Zu "ff" gehören auch die Kuratorinnen der Schau, Juliane Solmsdorf und Mathilde ter Heijne. Ter Heijnes Meinung nach können Themen wie Feminismus, Erotik und Sexualität nicht nur diskutiert werden, sie müssten auch in die Praxis umgesetzt werden, "sonst bleibt man in der Theorie hängen, wie es in den achtziger Jahren passiert ist", sagt ter Heijne, "da endete die ganze feministische Debatte in den Gender-Studies". Jetzt hat ter Heijne Künstlerinnen eingeladen, die das Thema schon bearbeitet haben, während Solmsdorf, für die Feminismus auch gegenseitige Unterstützung bedeutet, Kolleginnen einlud, deren Arbeit sie schätzt und die sie ganz konkret fragte, ob sie mit dem Thema etwas anfangen könnten.

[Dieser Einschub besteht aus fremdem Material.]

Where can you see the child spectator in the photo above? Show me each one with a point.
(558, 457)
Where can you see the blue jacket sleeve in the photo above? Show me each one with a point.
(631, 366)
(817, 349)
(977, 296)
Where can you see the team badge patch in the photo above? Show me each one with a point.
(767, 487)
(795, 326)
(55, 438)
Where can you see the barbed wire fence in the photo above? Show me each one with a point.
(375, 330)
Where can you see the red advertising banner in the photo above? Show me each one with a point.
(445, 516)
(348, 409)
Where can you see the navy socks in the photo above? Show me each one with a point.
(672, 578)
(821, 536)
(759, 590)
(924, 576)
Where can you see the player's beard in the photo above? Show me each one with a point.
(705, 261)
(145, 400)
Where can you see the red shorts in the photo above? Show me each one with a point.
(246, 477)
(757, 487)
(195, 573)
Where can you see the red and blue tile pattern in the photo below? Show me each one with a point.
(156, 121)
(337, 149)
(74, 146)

Stöckelschuh, Strumpfhose und Brustbehaarung
Die meisten waren begeistert, wie zum Beispiel Magdalena Bichler, 26, die sofort zusagte. Ihre neue Arbeit "Jules" hängt gleich gegenüber vom Eingang. Auf Neonröhren hat sie einen schwarzen getragenen Stöckelschuh installiert. Die Idee kam ihr, als sie den Satz "Mit einem hochhackigen Schuh bekleidet, wird der Fuß zur mysteriösen Waffe" gelesen habe, sagt Bichler.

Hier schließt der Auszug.